Para Kim, os ganhos com o encontro são imediatos, mesmo que nada de concreto resulte dele. Sua maior preocupação é consolidar seu poder, pois assumiu o governo em 2011 com menos de 30 anos sem ter recebido muito preparo para isso. Sua primeira viagem internacional só aconteceu neste ano, para a China. Para ganhar confiança, ele imitou o corte de cabelo do avô Kim Il-sung e engordou 40 quilos — os norte-coreanos, quase todos magros, veem o sobrepeso como algo invejável. Também ordenou a execução de dezenas de militares que caíram em desgraça. Em 2013, mandou matar o próprio tio, Jang Song-thaek, o segundo homem mais poderoso da nação. Em fevereiro do ano passado foi a vez de seu meio-irmão, Kim Jong-nam, envenenado por duas mulheres no aeroporto de Kuala Lumpur, na Malásia. Tanto o tio como o irmão eram ameaças ao ditador e tinham boas relações com a China.

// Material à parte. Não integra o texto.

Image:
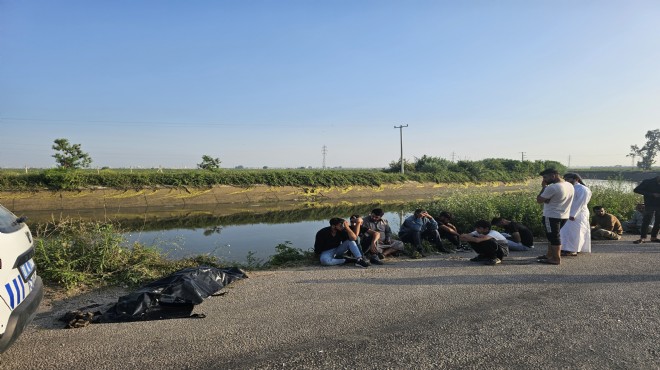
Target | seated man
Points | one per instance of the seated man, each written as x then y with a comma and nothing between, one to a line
447,230
378,237
605,226
333,241
421,225
519,237
491,246
634,225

Mas tudo o que Kim Jong-un aprontou em seus primeiros anos não se equipara ao que conseguiu em Singapura. Após seu encontro com Trump, a agência estatal de notícias publicou que a cúpula aconteceu “com sucesso em meio ao apoio entusiasmado” e disse que “as boas-vindas de todo o mundo” reforçaram a inclinação histórica da Coreia do Norte para “a reconciliação e a paz”. Até na Coreia do Sul Kim amealhou fãs. Em março, cerca de 10% dos sul-coreanos simpatizavam com ele. Agora, o índice chegou a 31%.
Soma-se à vitória de Kim o fato de que Trump não tocou no assunto dos direitos humanos, item tradicional da pauta americana. Barack Obama, em visita a Cuba, não se furtou a encontrar dissidentes de Raúl Castro durante duras horas. Em 2016, quando visitou a China, Obama pediu liberdade religiosa, reforçando valores americanos. Trump vitaminou Kim sem sequer obter gestos simbólicos de boa vontade do ditador, além da libertação de três americanos presos na Coreia do Norte.
Com Trump, a política externa dos Estados Unidos trocou o certo pelo incerto. O presidente chegou a Singapura logo depois de deixar uma reunião do G7, o grupo dos países mais ricos do mundo, em Quebec, no Canadá. Trump saiu do evento sem assinar o documento final e chamando o primeiro-ministro canadense Justin Trudeau de desonesto e fraco. “Há uma visão surrealista de política externa nos EUA segundo a qual temos de ser mais duros com nossos amigos e mais abertos e tranquilos com nossos rivais. Trump está seguindo isso, mas, para resolver um imbróglio como o da Coreia do Norte, será fundamental ter o apoio dos aliados”, diz o cientista político John Schuessler, da Universidade Texas A&M. Sem dúvida, é melhor ter Kim e Trump apertando as mãos do que ameaçando se bombardear, mas esse consolo pode não durar muito tempo.